The Psalmist declared, “In your name I will hope, for your name is good” (Ps 52:9).
This post is one of many on the names of God. Clement of Alexandria declared, “Each name by itself does not express God, but all together are indicative of God” (Stromata 5.12). Each of these names represents a dimension of God, one still exhibited today: somewhere, somehow. For an extensive list of the more significant names of God, click here.
The Christian knows God as “the LORD our Maker,” a name that is different from the Creator who creates “from nothing” (ex nihilo). God invites us to join with him, as he both does good and makes good things. When someone does good, whether by a service rendered or a good produced, they participate with God, who is good. Robert Banks in God the Worker: Journeys into the Mind, Heart, and Imagination of God argues that Scripture displays God as an architect and builder, composer and performer, carpenter and mason, metal worker and potter, garment-maker and dresser, farmer, winemaker and gardener.
Knowing God as our maker can also refocus a discouraged heart. Do you feel far from God? Hopeless? Are you in the midst of an unbearable situation? Have wrong actions or thinking robbed from you the goodness and life and joy of God? Now is the time to worship the LORD, who makes and cares for his community of faith. For his children, he causes all things to work together for good. “Come, let us bow down in worship, let us kneel before the LORD our Maker; for he is our God and we are the people of his pasture, the flock under his care. Today, if you hear his voice, do not harden your hearts” (Ps 95:6–8a).
Psalm 77 encourages those who are weak, distressed, and feel rejected by either God or others to refuse to be comforted by anything else but the remembrance of God’s ability to intervene in their lives: “I will remember the deeds of the LORD; yes, I will remember your miracles of long ago. I will meditate on all your works and consider all your mighty deeds.”

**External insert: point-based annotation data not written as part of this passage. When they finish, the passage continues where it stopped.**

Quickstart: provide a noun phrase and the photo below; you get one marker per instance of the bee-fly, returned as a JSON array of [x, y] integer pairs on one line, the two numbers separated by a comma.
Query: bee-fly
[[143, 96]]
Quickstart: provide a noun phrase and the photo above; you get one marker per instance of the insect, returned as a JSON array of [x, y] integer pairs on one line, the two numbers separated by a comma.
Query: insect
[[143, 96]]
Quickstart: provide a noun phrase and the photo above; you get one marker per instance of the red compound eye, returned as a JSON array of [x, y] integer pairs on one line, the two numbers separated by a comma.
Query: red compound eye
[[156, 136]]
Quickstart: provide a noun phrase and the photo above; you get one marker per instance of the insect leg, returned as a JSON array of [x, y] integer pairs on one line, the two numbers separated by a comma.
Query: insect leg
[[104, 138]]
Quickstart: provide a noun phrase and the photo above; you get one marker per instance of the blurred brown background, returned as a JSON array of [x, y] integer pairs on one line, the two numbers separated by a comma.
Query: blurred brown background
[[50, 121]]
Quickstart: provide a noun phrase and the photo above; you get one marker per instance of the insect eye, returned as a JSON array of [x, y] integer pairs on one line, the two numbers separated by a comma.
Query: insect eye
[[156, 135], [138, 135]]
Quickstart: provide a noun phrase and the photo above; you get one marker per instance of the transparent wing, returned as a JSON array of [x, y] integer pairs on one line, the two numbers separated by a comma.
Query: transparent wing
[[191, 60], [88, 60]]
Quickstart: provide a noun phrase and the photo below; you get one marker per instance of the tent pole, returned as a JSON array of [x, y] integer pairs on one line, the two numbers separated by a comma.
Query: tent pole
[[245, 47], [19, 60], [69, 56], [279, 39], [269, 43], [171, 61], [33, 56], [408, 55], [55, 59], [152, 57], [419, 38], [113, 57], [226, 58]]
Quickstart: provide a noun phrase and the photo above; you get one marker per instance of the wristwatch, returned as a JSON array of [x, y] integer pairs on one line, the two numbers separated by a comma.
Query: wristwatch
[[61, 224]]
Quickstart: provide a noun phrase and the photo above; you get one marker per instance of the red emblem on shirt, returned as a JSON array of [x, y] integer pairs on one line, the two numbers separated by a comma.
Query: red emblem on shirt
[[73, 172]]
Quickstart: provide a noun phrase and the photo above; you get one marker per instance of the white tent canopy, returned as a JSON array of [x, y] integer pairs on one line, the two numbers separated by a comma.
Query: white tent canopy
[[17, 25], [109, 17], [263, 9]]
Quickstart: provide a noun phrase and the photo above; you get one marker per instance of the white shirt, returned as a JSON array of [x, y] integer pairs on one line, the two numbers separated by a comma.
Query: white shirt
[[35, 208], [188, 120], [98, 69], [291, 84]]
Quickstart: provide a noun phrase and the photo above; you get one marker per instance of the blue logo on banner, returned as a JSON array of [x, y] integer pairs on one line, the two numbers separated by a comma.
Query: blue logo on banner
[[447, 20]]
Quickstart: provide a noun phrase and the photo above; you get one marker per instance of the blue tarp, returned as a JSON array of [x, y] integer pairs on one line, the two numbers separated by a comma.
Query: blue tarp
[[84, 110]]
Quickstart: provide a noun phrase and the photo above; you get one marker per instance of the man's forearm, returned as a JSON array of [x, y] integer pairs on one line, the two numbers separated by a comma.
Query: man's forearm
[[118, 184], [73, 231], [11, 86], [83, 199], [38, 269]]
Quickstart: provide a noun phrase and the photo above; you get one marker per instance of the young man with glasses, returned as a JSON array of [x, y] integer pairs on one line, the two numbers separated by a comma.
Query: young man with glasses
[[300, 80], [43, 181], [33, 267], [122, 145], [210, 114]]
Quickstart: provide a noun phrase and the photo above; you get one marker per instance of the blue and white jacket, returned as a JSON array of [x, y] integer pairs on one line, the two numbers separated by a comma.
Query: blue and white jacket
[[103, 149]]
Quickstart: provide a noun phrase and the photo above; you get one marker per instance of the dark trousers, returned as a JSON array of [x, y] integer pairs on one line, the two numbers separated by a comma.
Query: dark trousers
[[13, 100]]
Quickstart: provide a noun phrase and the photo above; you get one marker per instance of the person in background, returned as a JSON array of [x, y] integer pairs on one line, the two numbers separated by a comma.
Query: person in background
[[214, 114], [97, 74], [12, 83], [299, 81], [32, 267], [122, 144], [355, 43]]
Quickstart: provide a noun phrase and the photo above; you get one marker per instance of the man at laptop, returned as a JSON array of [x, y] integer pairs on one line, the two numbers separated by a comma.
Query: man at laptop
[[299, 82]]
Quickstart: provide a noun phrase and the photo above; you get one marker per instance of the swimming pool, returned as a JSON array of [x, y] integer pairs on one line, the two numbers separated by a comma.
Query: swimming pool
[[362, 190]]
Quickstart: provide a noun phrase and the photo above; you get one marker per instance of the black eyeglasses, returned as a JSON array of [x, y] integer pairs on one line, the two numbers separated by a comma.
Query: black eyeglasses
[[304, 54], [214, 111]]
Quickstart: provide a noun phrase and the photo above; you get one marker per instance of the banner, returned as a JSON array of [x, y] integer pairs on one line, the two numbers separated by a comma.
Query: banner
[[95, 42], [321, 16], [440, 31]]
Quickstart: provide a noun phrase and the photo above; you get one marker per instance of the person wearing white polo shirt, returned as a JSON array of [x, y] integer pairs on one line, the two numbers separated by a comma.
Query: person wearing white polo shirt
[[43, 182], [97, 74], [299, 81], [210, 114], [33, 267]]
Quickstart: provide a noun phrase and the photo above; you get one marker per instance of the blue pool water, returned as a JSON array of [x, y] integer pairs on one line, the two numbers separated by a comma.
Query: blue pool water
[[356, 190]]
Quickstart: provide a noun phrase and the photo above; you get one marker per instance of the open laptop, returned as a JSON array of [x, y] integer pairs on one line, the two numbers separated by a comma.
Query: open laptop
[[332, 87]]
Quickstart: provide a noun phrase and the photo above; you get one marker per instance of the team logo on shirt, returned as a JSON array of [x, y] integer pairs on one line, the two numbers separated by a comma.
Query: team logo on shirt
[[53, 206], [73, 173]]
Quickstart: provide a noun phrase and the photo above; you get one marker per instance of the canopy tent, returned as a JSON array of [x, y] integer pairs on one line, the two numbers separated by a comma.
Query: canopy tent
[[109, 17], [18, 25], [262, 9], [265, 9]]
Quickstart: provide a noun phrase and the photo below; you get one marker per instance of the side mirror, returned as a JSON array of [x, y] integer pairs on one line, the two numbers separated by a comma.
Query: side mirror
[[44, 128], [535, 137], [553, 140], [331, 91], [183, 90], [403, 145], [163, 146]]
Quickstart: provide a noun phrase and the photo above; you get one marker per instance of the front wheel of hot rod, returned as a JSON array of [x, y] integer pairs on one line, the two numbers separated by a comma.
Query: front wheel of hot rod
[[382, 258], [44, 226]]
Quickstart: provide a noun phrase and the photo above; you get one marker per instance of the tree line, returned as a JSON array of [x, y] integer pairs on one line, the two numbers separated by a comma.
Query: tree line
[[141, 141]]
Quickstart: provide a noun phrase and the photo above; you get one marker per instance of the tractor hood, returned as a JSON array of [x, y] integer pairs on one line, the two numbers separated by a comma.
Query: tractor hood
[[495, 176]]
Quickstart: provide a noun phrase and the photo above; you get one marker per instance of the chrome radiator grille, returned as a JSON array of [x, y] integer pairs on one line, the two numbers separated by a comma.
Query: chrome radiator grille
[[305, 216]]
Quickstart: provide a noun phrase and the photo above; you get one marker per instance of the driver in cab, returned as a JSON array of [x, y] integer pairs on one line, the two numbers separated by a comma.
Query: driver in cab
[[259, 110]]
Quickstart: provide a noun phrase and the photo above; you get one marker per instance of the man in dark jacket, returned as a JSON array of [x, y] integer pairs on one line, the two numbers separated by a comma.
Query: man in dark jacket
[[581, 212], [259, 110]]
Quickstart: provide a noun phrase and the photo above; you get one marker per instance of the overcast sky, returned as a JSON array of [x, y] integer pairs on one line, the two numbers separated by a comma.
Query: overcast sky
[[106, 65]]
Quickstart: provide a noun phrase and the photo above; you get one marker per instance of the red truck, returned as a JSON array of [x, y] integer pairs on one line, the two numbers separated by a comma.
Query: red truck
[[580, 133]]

Sometimes our actions or that of others can bring about our pitiful state; regardless, because “the LORD is our Maker,” we are encouraged to pray, “Oh, that you would rend the heavens and come down, … to make your name known … All of us have become like one who is unclean, and all our righteous acts are like filthy rags; … No one calls on your name or strives to take hold of you … Yet, O LORD, you are our Father. We are the clay, you are the Potter; we are all the work of your hand…. Oh, look upon us, we pray, for we are your people (Isa 64:1–9).